MMVAE+

Implementation of “MMVAE+: Enhancing the Generative Quality of Multimodal VAEs without Compromises” (https://openreview.net/forum?id=sdQGxouELX).

The MMVAE+ model is an aggregated model that uses multiple latent spaces : \(z\) is the latent code shared accross modalities and \(w_j\) is private latent code of modality \(j \in [|1 , M|]\).

It also uses auxiliary prior distributions for each private latent spaces \(r_j(w_j)\) with a scale parameter that is learned.

As for the MMVAE, the joint posterior for the shared latent code is a Mixture-Of-Experts of the unimodal posteriors:

\[q_{\phi_z}(z|X) = \frac{1}{M} \sum_{m =1}^{M} q_{\phi_{z_m}}(z|x_m)\]

The loss of the MMVAE+ model then writes as follows:

\[\begin{split}\frac{1}{M}\sum_{m=1}^{M} \mathbb E_{ \substack{ z_m^{1::K} \sim q_{\phi_{z_m}}(z|x_m)\\w_m^{1::K} \sim q_{\phi_{w_m}}(w_m|x_m) \\ \tilde{w}_{n\neq m}^{1::K} \sim r_n(w_n) } } \log \frac{1}{K} \sum_{k=1}^{K} D^{\beta}_{\Phi,\Theta}(X,z^k, \tilde{w}_1^k, \tilde{w}_2^k,.., w_m^k, .., \tilde{w}_M^k)\end{split}\]

with

\[D^{\beta}_{\Phi,\Theta}(X,z^k, \tilde{w}_1^k, \tilde{w}_2^k,.., w_m^k, .., \tilde{w}_M^k) = \frac{p_{\theta_m}(x_m|z^k, w_m^k)(p(z^k)p(w_m^k))^{\beta}}{(q_{\phi_z}(z^k|X)q_{\phi_{w_m}}(w_m^k|x_m))^{\beta}}\prod_{n \neq m}p_{\theta_n}(x_n|z^k,\tilde{w}_n^k)\]

It uses a K-importance sampled estimator of the likelihood and a \(\beta\) factor that can be tuned to promote disentanglement in the latent space. In this objective function, the modality private information \(w_m\) is only used for self reconstruction and not for cross-modal generation. For crossmodal generation, the shared semantic content flows through the shared latent variable \(z\).

Note

For the partially observed case, that loss can be computed using only available sample instead of all modalities.

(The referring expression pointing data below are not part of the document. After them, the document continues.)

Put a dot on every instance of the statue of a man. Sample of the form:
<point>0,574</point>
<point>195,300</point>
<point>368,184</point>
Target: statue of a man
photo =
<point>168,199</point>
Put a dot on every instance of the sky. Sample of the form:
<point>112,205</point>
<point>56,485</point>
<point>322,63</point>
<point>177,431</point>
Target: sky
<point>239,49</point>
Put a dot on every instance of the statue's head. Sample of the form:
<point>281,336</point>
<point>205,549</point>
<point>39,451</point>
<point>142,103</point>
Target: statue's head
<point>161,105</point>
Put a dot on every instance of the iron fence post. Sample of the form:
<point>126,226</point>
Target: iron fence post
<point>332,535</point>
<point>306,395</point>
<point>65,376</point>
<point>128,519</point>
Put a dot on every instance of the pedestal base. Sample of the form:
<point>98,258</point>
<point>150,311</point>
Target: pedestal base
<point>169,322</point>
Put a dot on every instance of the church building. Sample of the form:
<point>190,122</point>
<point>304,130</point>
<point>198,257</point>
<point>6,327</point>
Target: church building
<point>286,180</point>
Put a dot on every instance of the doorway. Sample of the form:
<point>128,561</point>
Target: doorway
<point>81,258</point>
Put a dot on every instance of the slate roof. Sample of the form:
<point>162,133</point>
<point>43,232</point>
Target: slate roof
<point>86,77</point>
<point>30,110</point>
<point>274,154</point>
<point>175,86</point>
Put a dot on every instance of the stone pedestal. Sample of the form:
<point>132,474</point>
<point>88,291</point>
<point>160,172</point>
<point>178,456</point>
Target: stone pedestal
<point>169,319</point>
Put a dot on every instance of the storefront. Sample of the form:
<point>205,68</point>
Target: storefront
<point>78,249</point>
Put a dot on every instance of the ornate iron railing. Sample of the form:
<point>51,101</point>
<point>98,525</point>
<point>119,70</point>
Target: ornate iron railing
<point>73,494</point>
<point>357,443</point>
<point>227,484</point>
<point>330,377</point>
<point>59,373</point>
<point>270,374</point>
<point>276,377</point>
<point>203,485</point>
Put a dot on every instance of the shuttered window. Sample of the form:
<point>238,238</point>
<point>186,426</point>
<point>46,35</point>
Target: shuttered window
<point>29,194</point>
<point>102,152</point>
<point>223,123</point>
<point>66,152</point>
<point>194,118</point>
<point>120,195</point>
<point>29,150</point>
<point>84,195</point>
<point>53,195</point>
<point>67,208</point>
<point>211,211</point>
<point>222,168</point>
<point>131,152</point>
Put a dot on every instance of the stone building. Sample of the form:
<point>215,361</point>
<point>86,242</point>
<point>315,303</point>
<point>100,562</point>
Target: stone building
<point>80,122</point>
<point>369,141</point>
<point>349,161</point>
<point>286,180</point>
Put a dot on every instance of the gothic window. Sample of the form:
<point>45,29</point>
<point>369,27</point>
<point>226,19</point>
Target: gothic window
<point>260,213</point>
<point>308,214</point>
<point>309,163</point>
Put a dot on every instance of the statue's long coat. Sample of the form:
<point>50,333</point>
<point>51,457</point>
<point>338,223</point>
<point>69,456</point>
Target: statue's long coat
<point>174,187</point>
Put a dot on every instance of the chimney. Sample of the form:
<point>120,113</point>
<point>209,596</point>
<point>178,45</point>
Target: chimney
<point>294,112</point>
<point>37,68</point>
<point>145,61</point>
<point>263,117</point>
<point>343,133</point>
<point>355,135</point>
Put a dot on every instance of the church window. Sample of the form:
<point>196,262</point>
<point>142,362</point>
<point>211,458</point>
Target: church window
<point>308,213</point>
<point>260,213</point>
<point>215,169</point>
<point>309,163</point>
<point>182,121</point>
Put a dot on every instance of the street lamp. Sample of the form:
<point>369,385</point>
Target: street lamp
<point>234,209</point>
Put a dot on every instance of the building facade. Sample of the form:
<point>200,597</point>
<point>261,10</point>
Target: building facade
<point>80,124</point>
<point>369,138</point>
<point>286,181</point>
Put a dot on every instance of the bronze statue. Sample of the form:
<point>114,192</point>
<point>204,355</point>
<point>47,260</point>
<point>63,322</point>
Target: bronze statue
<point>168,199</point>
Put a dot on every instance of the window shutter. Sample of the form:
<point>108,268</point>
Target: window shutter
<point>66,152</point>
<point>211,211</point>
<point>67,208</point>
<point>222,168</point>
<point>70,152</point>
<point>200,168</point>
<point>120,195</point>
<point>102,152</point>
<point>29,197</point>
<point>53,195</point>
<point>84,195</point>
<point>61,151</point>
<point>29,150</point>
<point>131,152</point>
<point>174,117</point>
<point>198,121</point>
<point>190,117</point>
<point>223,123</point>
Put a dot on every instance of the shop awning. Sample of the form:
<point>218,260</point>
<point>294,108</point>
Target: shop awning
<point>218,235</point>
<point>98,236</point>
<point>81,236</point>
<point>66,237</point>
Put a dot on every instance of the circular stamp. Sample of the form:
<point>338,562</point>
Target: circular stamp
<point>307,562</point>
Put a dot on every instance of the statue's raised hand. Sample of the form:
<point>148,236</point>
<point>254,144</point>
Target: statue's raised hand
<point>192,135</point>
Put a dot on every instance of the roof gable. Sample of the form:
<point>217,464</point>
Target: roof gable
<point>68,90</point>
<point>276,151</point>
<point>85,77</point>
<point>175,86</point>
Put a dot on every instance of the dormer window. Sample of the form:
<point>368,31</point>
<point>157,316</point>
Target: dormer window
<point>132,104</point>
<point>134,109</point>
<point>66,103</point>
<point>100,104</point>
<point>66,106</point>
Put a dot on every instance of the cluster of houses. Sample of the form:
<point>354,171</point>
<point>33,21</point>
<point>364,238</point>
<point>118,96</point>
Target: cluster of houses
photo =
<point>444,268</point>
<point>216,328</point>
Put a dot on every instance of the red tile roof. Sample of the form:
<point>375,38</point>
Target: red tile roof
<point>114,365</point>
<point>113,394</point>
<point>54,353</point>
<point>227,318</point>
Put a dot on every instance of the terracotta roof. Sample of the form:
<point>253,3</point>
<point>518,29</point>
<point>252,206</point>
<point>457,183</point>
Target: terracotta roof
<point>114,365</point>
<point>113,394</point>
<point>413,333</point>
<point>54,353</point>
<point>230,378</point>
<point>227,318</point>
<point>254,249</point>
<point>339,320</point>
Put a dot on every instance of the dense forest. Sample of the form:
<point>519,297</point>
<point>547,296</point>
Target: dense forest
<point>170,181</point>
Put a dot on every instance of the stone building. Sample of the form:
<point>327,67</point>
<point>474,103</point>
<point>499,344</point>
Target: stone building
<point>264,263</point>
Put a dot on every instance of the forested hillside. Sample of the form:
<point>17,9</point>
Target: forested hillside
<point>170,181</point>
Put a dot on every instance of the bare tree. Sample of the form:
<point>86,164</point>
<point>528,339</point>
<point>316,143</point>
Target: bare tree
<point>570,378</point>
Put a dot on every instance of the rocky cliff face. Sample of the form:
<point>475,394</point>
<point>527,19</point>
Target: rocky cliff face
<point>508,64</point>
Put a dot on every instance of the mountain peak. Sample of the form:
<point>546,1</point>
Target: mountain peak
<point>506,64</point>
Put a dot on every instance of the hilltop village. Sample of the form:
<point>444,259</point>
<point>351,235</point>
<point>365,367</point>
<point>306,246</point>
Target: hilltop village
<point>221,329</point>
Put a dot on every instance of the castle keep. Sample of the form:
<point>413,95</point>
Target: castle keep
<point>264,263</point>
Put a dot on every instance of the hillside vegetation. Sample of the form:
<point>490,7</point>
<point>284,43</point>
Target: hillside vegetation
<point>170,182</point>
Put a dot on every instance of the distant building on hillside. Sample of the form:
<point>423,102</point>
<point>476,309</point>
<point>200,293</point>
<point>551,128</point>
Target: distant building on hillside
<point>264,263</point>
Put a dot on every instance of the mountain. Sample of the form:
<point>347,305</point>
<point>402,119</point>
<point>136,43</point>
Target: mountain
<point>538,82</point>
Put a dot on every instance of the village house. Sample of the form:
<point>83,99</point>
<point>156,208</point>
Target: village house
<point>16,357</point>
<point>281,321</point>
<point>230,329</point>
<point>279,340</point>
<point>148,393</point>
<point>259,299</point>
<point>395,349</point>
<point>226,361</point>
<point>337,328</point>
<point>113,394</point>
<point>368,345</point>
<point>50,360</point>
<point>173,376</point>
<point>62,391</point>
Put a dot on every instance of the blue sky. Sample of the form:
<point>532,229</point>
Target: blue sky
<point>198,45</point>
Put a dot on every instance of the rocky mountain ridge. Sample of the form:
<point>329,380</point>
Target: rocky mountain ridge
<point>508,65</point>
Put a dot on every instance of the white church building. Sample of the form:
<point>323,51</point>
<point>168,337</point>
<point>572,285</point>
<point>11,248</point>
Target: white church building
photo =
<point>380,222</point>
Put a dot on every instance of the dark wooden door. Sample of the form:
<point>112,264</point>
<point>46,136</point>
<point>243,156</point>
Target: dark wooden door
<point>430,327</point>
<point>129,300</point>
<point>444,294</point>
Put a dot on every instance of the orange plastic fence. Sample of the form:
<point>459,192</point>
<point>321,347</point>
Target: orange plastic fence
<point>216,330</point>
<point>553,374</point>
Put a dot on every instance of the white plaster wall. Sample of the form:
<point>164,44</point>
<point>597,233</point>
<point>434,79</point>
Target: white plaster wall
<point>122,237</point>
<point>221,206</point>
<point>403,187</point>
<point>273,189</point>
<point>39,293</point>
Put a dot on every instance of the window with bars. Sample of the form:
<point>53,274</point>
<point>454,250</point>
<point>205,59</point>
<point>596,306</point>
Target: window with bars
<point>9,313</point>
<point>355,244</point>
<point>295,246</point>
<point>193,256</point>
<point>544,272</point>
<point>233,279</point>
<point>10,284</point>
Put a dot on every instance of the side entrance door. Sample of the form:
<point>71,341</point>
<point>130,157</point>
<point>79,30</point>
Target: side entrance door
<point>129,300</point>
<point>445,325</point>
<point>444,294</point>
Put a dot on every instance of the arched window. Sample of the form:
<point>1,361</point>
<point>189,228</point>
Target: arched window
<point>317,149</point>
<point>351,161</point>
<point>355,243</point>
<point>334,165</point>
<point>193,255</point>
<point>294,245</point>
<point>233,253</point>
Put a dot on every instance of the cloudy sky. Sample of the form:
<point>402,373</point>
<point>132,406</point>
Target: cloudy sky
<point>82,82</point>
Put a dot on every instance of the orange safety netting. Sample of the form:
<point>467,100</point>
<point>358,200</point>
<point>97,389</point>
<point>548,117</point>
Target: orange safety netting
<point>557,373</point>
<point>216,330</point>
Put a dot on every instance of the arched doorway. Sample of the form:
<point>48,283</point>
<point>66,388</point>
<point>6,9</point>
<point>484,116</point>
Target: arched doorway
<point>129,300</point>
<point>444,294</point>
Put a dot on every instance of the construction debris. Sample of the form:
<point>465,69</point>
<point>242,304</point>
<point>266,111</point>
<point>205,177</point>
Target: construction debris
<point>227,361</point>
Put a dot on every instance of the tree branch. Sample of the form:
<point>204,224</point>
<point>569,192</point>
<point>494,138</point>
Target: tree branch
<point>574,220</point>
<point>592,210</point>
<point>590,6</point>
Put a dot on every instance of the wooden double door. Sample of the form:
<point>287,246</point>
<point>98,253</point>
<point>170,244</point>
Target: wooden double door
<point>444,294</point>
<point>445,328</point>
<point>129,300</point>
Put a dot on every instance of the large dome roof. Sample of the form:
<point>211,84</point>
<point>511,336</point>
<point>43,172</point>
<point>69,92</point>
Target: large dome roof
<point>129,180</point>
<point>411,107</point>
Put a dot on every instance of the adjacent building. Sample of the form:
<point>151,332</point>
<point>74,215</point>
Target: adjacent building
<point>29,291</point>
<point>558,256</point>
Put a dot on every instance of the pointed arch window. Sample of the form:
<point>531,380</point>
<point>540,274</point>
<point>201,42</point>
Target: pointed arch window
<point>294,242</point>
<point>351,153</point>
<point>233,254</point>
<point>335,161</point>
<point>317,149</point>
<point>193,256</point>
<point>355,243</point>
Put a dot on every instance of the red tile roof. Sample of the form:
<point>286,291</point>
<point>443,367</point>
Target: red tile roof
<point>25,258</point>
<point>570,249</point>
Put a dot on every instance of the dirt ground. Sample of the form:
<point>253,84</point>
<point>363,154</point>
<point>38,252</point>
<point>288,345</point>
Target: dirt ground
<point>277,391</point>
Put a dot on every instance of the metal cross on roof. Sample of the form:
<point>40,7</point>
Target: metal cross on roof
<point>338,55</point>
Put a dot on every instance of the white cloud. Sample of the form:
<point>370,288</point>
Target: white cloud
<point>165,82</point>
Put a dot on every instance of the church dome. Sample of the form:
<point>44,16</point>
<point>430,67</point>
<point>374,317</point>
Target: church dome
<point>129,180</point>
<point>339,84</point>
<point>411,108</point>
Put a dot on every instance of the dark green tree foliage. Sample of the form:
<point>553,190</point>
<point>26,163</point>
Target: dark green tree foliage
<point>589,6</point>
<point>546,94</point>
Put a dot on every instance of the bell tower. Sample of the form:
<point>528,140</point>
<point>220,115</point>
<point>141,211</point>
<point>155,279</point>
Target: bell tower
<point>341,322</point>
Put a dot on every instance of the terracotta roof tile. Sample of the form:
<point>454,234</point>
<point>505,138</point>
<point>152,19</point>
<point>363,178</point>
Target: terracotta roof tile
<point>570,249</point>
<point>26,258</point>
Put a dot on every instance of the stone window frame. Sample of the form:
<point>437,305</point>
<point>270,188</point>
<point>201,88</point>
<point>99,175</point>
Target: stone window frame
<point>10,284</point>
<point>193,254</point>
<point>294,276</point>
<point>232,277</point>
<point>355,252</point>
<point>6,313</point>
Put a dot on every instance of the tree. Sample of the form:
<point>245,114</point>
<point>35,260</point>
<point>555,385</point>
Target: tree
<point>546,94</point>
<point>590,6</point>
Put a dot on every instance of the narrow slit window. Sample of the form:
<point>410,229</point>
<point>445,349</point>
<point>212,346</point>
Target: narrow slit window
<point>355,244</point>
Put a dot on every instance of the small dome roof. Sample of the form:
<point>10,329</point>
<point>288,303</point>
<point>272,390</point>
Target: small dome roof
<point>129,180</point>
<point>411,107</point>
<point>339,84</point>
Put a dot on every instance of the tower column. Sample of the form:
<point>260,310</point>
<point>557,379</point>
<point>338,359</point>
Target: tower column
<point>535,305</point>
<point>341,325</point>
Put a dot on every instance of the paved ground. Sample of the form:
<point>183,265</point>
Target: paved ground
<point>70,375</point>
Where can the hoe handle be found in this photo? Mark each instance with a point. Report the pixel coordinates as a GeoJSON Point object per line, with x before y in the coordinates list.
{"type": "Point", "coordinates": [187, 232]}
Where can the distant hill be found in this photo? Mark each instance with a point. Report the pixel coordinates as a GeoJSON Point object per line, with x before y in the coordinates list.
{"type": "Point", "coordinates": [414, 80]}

If we only observe modalities in \(S_{obs}(X)\) the loss for sample \(X\) becomes:

\[\begin{split}\frac{1}{|S_{obs}(X)|}\sum_{m \in S_{obs}(X)} \mathbb E_{ \substack{ z_m^{1::K} \sim q_{\phi_{z_m}}(z|x_m)\\w_m^{1::K} \sim q_{\phi_{w_m}}(z|w_m) \\ \tilde{w}_{n\neq m}^{1::K} \sim r_n(w_n) } } \log \frac{1}{K} \sum_{k=1}^{K} D^{\beta}_{\Phi,\Theta}(X,z^k, \tilde{w}_1^k, \tilde{w}_2^k,.., w_2^m, .., \tilde{w}_M^k)\end{split}\]

where:

\[\]

D^{beta}_{Phi,Theta}(X,z^k, tilde{w}_1^k, tilde{w}_2^k,.., w_m^k, .., tilde{w}_M^k) = frac{p_{theta_m}(x_m|z^k, w_m^k)(p(z^k)p(w_m^k))^{beta}}{(q_{phi_z}(z^k|X)q_{phi_{w_m}}(w_m^k|x_m))^{beta}}prod_{n in S_{obs}(X), nneq m}p_{theta_n}(x_n|z^k,tilde{w}_n^k)

In simpler terms; we reconstruct only available modalities and compute the joint posterior with available modalities only.

\[q_{\phi_z}(z|X) = \frac{1}{|S_{obs}(X)|} \sum_{m \in S_{obs}(X)} q_{\phi_{z_m}}(z|x_m)\]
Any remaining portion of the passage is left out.